Publicado em: 13 de setembro de 2025
Sem cláusulas bem desenhadas, alerta Ilo Löbel da Luz, a jornada do passageiro vira um caminho cheio de pedágios jurídicos para a transportadora
ALEXANDRE PELEGI
Comprar passagem de ônibus pela internet hoje é tão comum quanto pedir comida por aplicativo. Mas, diferentemente da pizza que chega fria ou do hambúrguer sem batata, quando dá problema numa viagem de ônibus, a conta pode ser bem mais salgada — multas da ANTT, processos na Justiça e até crises de imagem.
É nesse ponto que entra o alerta do especialista Ilo Löbel da Luz: parcerias entre plataformas digitais e empresas de transporte não podem se apoiar só em comissões gordas e promessas de vendas crescentes. Sem uma cláusula de responsabilidades clara, o risco é transformar um bom negócio em uma dor de cabeça coletiva.
A digitalização do transporte rodoviário de passageiros trouxe novos canais de venda e ampliou o alcance de mercado das empresas. Parcerias com plataformas digitais de comercialização se consolidaram como estratégia para otimizar a ocupação e aumentar a receita. No entanto, para Ilo, o êxito dessas alianças não deve ser medido apenas pelo volume de vendas, mas sobretudo pela solidez jurídica que sustenta a relação.
Segundo ele, o ponto central está na Cláusula de Delimitação de Responsabilidades, capaz de equilibrar riscos e definir fronteiras claras entre transportadoras e plataformas.
Riscos assimétricos
Ilo lembra que, em muitos contratos, as atenções iniciais recaem apenas sobre aspectos comerciais, como taxas de comissão. “O problema é que um contrato que não define com precisão as fronteiras de atuação gera assimetria perigosa”, adverte.
Nesse cenário, a transportadora, que detém a outorga e executa a operação, tende a assumir sozinha os riscos regulatórios e operacionais, enquanto a plataforma se coloca como mera intermediária tecnológica.
A divisão prática de papéis é clara: a plataforma cuida da jornada de compra; a transportadora, da jornada do passageiro. “Sem contrato bem administrado, isso expõe a transportadora a vulnerabilidades significativas”, explica.
CDC e ANTT: responsabilidades não transferíveis
Pela ótica do Código de Defesa do Consumidor, prevalece a responsabilidade solidária, o que permite que o passageiro acione toda a cadeia de fornecedores. Já perante a ANTT (Agência Nacional de Transportes Terrestres), a responsabilidade primária e intransferível pela segurança, pontualidade e conformidade recai sobre a transportadora.
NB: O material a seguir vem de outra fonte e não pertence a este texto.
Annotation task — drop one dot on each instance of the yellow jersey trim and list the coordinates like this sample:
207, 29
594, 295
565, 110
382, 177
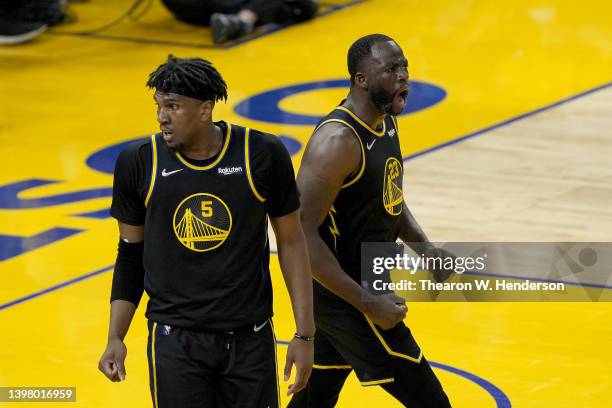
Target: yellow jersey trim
386, 346
247, 163
377, 382
276, 363
339, 367
213, 164
153, 170
358, 175
154, 365
362, 123
394, 119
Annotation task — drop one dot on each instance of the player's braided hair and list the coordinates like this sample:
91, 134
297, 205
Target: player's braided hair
362, 49
193, 77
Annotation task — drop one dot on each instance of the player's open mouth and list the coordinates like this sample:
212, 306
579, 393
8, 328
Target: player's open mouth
403, 95
400, 98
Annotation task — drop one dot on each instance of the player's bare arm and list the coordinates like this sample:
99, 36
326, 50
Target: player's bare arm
293, 258
332, 155
112, 362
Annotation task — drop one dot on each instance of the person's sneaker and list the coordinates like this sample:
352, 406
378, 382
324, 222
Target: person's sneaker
226, 27
49, 12
17, 32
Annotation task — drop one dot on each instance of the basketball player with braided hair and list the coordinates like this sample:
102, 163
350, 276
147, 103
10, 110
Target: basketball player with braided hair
193, 204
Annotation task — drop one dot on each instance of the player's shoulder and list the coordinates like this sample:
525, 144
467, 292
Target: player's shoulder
335, 135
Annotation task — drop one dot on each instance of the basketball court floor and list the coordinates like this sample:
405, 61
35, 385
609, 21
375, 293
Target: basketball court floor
508, 137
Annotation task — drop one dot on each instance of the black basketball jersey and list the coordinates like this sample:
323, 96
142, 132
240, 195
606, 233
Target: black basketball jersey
369, 204
206, 244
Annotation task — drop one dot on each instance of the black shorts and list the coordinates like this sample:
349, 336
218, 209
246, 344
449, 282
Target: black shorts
347, 338
213, 369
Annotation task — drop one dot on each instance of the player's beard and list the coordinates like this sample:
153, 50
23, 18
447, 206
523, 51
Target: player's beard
382, 99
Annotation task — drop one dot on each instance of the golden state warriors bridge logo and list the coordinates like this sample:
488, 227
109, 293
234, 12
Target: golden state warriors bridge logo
392, 187
202, 222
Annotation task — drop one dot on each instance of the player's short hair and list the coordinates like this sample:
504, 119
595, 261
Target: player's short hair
362, 49
193, 77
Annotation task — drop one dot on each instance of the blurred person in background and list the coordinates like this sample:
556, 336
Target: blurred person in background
23, 20
231, 19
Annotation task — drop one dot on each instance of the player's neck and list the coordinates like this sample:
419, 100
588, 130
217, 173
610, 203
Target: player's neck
365, 109
207, 144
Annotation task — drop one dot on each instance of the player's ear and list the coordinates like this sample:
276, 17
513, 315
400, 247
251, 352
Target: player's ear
206, 109
361, 80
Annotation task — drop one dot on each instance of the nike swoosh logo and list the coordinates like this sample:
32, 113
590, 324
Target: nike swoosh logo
257, 328
169, 173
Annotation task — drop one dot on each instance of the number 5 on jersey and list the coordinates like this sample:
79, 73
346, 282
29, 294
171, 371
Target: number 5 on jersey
206, 209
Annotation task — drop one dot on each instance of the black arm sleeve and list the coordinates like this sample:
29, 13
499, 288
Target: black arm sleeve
128, 277
130, 183
273, 174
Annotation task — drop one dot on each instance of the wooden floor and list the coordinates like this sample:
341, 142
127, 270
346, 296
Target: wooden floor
510, 140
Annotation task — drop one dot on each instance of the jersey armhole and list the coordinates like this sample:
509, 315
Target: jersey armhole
357, 176
153, 170
247, 164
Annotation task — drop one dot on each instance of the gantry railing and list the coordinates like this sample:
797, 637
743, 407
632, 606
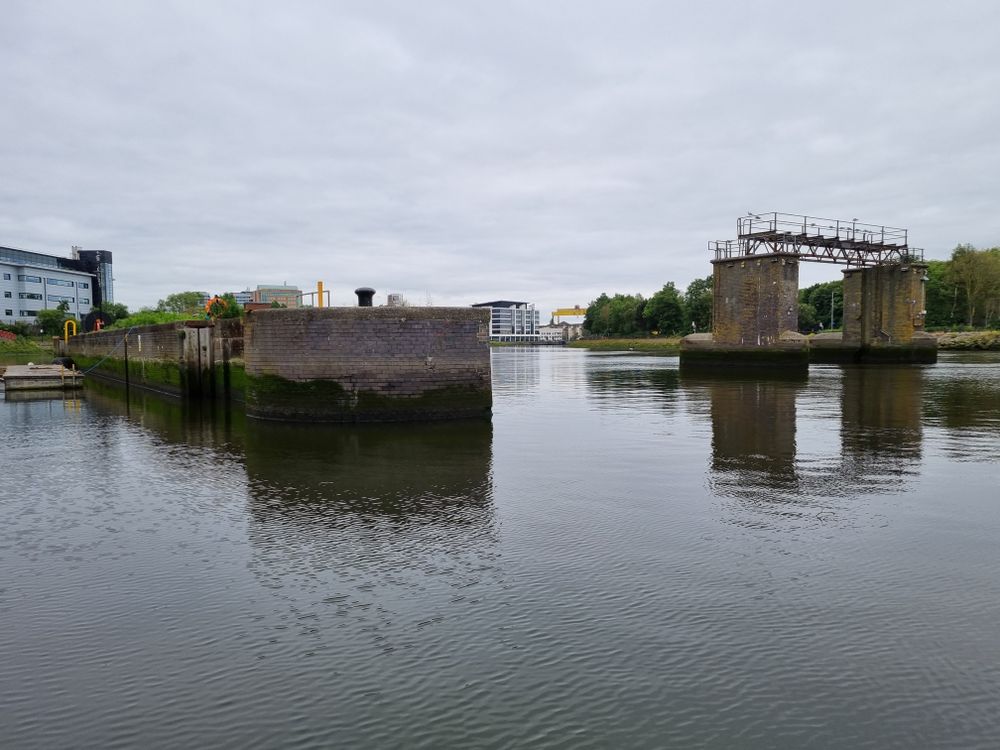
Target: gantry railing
813, 238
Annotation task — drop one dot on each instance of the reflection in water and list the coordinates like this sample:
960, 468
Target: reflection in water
880, 432
195, 423
753, 438
770, 446
607, 387
515, 370
965, 400
388, 525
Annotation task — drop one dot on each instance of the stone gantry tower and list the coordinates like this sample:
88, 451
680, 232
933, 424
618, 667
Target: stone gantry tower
756, 283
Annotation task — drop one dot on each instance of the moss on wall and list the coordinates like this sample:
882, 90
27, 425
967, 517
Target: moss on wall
274, 397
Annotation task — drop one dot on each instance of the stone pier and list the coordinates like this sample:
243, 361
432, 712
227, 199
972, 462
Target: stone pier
755, 316
884, 313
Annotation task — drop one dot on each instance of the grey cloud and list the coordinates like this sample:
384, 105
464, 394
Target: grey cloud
541, 151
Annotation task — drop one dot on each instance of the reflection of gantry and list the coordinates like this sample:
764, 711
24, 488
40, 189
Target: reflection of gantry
756, 281
824, 240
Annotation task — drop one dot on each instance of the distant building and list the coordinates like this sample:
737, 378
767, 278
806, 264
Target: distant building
289, 296
31, 282
559, 333
512, 322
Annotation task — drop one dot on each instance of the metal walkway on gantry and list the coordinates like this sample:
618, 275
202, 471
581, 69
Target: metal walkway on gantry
823, 240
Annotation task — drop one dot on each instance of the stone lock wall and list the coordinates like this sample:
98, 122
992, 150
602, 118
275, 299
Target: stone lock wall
155, 356
756, 299
189, 358
354, 364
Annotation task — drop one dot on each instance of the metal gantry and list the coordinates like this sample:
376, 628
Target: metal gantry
813, 238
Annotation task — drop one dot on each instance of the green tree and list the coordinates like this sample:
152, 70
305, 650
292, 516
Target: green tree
943, 302
698, 299
976, 274
808, 320
114, 310
665, 311
188, 303
625, 315
51, 321
595, 321
821, 297
233, 309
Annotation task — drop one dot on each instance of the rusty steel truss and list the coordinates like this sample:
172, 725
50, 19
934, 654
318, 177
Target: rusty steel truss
822, 240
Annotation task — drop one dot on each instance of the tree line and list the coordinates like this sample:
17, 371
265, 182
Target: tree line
666, 313
963, 291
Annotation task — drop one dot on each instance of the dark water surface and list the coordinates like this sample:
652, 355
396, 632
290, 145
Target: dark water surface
626, 557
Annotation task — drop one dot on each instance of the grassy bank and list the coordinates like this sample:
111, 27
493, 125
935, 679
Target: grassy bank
22, 346
969, 340
665, 345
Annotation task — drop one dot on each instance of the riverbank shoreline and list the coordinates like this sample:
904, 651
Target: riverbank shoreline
667, 346
947, 341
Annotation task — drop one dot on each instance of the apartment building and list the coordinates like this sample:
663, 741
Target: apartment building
512, 322
31, 282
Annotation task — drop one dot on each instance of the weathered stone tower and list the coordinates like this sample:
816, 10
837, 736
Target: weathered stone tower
755, 309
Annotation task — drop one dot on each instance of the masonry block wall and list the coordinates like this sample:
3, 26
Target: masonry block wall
884, 305
155, 356
355, 364
756, 299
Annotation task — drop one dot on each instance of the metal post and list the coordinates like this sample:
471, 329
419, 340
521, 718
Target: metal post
125, 340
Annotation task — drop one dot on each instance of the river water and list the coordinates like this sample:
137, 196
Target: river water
627, 557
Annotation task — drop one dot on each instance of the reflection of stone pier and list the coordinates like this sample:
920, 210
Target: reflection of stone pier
881, 432
755, 307
753, 435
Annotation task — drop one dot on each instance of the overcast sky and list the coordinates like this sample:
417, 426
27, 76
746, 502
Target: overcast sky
459, 152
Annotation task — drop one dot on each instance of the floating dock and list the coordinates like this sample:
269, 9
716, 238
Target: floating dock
41, 378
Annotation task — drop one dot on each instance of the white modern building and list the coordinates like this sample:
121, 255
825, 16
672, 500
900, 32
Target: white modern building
512, 322
31, 282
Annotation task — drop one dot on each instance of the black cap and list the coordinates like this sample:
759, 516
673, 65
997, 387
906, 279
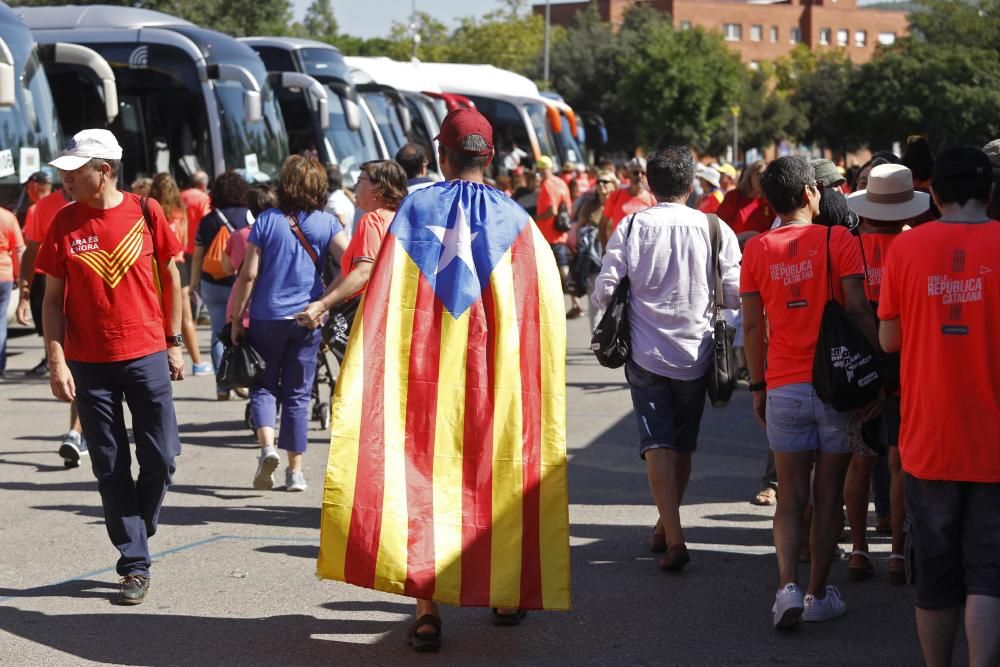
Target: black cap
962, 162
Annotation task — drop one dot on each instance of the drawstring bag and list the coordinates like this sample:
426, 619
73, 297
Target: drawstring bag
847, 369
611, 342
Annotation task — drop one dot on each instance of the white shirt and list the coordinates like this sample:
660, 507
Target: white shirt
667, 258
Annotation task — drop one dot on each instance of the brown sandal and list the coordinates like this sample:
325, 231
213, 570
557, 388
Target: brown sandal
425, 642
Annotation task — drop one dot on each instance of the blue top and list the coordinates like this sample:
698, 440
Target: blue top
287, 279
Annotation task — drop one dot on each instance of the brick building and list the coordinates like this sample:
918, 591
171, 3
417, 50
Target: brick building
767, 29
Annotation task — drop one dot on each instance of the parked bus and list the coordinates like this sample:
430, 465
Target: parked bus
190, 98
350, 136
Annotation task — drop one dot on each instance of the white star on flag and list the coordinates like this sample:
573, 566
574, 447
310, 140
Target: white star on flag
456, 242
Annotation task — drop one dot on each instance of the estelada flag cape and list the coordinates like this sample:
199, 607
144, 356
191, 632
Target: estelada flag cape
447, 470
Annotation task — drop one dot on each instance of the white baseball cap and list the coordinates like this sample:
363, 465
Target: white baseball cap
85, 146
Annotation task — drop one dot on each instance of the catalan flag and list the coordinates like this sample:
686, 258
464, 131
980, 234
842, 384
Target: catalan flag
447, 471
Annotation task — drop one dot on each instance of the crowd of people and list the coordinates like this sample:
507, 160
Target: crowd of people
906, 246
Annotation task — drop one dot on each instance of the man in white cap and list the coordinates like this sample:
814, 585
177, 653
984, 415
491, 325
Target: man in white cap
111, 336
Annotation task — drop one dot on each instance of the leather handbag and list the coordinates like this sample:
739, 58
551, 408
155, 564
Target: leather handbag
611, 342
722, 374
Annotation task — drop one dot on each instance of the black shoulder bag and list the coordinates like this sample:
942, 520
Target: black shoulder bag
722, 375
847, 370
337, 330
611, 342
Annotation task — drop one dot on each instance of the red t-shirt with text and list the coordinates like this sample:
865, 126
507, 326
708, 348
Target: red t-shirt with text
942, 280
787, 267
552, 192
105, 257
622, 204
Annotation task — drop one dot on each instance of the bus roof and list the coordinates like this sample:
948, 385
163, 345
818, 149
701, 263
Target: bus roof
404, 76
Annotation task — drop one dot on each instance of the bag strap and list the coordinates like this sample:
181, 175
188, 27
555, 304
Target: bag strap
294, 224
829, 264
715, 237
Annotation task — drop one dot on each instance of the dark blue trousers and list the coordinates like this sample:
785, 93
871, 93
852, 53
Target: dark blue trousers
131, 507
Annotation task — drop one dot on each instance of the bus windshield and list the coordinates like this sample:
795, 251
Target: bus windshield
387, 119
29, 131
352, 147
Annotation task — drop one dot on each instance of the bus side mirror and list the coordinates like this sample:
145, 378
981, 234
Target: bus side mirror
8, 92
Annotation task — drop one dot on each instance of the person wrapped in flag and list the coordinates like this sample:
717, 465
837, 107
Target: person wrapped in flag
446, 479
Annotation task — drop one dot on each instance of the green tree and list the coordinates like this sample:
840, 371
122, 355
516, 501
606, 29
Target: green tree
319, 22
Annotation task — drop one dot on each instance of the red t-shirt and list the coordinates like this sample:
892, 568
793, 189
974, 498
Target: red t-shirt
876, 249
622, 204
746, 214
367, 239
111, 303
11, 243
551, 193
787, 268
942, 280
198, 205
40, 217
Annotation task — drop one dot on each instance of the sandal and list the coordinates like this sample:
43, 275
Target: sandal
860, 572
425, 642
508, 619
766, 497
897, 570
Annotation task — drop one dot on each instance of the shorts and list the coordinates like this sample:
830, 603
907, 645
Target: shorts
667, 411
956, 540
184, 269
564, 255
797, 421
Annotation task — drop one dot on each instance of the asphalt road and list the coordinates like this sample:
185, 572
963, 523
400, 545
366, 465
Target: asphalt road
234, 571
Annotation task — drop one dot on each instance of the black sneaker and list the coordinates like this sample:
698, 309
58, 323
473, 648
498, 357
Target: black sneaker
133, 589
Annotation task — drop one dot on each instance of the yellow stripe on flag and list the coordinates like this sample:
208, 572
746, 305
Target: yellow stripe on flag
554, 501
390, 569
448, 437
508, 472
342, 463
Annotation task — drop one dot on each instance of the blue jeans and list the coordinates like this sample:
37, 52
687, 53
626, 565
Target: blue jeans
289, 350
215, 298
131, 507
5, 290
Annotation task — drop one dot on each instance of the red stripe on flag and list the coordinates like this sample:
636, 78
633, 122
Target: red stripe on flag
477, 454
421, 415
526, 298
366, 518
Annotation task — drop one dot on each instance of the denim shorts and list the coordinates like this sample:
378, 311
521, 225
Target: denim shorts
797, 421
667, 411
956, 540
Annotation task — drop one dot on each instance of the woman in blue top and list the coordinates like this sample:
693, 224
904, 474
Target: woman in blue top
286, 250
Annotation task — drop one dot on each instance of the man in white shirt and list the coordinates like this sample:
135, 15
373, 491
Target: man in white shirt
666, 253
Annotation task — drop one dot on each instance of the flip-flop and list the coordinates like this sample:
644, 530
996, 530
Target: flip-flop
508, 619
766, 497
860, 572
425, 642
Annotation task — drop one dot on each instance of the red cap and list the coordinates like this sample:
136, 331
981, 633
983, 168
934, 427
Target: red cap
459, 124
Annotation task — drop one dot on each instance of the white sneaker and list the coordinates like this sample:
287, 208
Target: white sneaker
829, 607
294, 480
267, 463
787, 607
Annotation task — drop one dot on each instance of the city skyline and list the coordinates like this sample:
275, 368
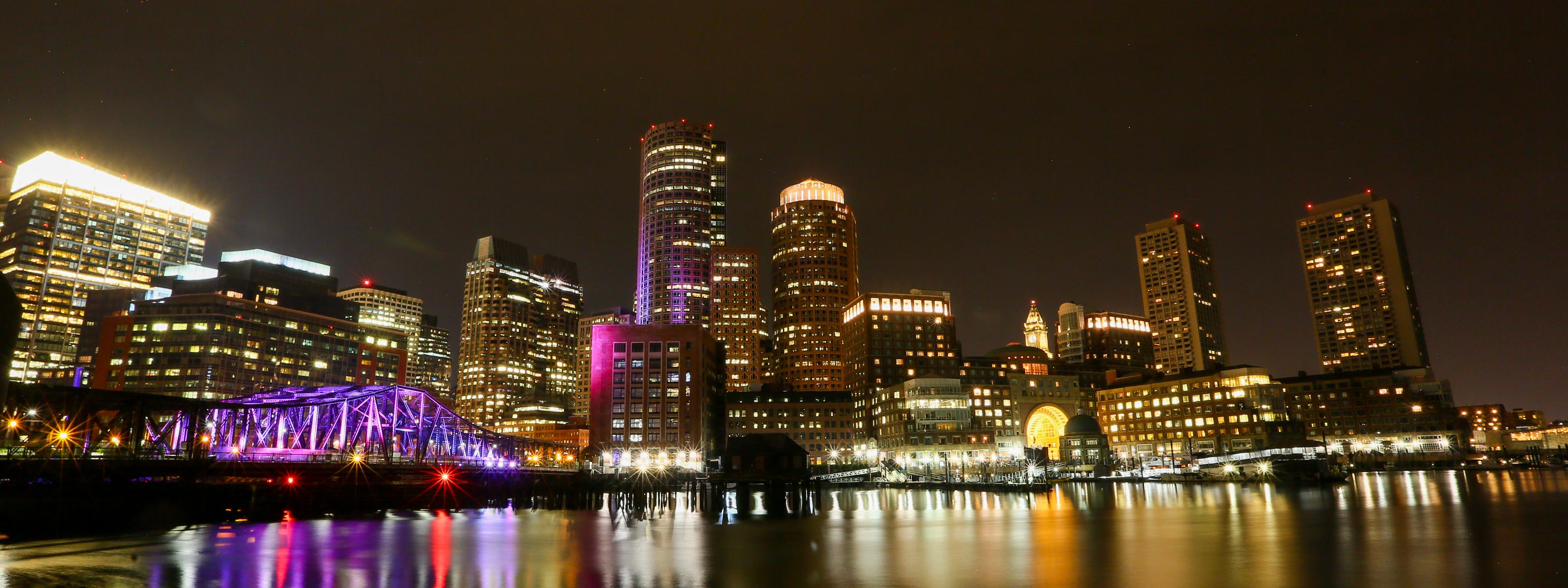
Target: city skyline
1268, 314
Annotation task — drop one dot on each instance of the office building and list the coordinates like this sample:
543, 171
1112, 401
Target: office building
675, 226
264, 322
891, 338
1363, 297
816, 273
73, 228
1180, 297
1037, 330
613, 316
1385, 410
739, 319
821, 422
1199, 413
518, 339
656, 390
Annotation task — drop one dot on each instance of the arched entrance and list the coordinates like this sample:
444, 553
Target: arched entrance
1043, 429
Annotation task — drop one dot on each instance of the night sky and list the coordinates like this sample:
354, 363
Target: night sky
1003, 154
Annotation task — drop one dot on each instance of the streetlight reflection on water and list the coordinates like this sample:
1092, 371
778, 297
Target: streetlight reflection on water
1432, 529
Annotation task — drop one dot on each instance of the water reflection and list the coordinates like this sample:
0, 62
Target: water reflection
1432, 529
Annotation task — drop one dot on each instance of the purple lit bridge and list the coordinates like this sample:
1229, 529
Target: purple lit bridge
380, 429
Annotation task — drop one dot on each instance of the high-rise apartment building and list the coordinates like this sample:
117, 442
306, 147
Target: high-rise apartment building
73, 228
613, 316
1362, 292
891, 338
816, 275
518, 350
1180, 297
430, 358
1037, 331
675, 225
739, 319
656, 391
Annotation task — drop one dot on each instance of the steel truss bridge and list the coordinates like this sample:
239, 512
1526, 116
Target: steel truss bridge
374, 425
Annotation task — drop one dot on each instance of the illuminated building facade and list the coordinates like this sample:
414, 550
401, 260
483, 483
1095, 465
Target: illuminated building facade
656, 390
1199, 413
675, 228
615, 316
891, 338
821, 422
1180, 297
73, 228
816, 273
1385, 410
1037, 330
739, 318
1363, 297
518, 341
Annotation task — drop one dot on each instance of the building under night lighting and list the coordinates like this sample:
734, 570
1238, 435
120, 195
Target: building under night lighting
816, 273
675, 226
518, 350
1180, 298
1363, 297
73, 228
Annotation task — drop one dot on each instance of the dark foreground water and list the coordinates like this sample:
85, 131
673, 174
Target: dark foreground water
1426, 529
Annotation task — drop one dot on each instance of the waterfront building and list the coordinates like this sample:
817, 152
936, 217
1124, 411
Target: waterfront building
1037, 330
821, 422
890, 338
1385, 410
1180, 297
1238, 408
518, 339
739, 318
613, 316
816, 273
430, 358
73, 228
1363, 297
675, 225
264, 322
656, 391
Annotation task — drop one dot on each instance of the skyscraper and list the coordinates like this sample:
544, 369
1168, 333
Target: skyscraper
739, 319
613, 316
1037, 331
1363, 297
816, 273
518, 350
1180, 298
675, 228
71, 228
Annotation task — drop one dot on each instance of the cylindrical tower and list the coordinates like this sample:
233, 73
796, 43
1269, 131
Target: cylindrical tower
816, 273
675, 225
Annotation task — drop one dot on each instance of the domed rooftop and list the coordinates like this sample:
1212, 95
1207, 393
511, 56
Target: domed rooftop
1081, 424
1018, 352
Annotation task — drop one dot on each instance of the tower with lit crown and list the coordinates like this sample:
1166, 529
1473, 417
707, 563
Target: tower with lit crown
1037, 331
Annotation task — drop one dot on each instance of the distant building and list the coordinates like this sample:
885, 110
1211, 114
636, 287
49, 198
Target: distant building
891, 338
1180, 297
613, 316
73, 228
1363, 295
822, 422
518, 343
1211, 412
675, 226
816, 273
656, 390
739, 319
253, 328
1384, 410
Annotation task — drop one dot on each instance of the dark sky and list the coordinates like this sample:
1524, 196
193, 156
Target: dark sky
1004, 153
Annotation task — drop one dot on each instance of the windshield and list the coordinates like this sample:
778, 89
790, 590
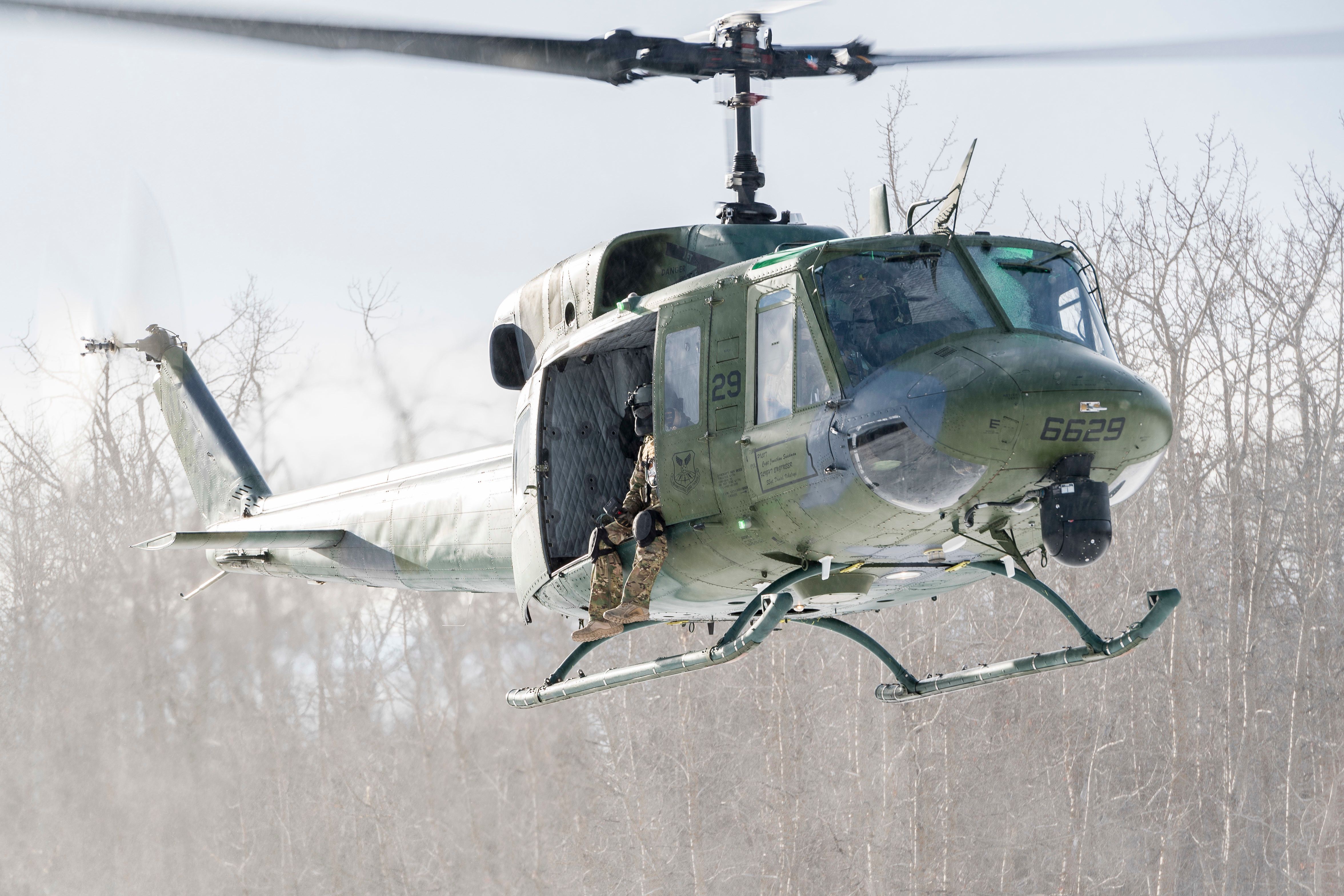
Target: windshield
884, 304
1039, 289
“Isso significa que falhas da plataforma — como overbooking por erro de sistema ou informações incorretas no bilhete — podem gerar prejuízos financeiros e de imagem que recaem desproporcionalmente sobre a empresa de transporte”, alerta o especialista.
Quatro pilares para contratos sólidos
Ilo Löbel da Luz defende que uma cláusula bem arquitetada não deve ser vista como desconfiança, mas como alicerce de uma aliança profissional. Ele aponta quatro pilares que precisam estar presentes:
Mapeamento das jornadas do consumidor: cada etapa deve ter responsável definido. Questões de pagamento e cancelamento cabem à plataforma; atrasos e bagagens, à transportadora. O contrato deve prever ainda mecanismos de rateio de custos em eventuais ações judiciais.
Fidedignidade das informações: a plataforma deve ter obrigações claras quanto à precisão e à atualização das informações, com penalidades em caso de falhas que gerem prejuízos ou multas.
Gestão de crises: em eventos de alta repercussão, como acidentes, é essencial um protocolo de comunicação para alinhar discursos e proteger a reputação de ambas as partes.
Autonomia regulatória da transportadora: o contrato deve assegurar que nenhuma prática imposta pela plataforma comprometa a conformidade da empresa junto à ANTT.
Parcerias resilientes, não frágeis
Para o especialista, a maturidade do setor de transporte se medirá pela sofisticação das parcerias. “Acordos focados apenas em potencial de vendas, sem arquitetura jurídica robusta, tendem a ser frágeis e conflituosos”, resume.
Na avaliação de Ilo, uma parceria de sucesso não se mede pelo curto prazo, mas pela resiliência e pelo valor que constrói no longo prazo. A atenção dedicada à cláusula de responsabilidades é, em sua visão, o que distingue um simples contrato comercial de uma aliança estratégica projetada para o futuro.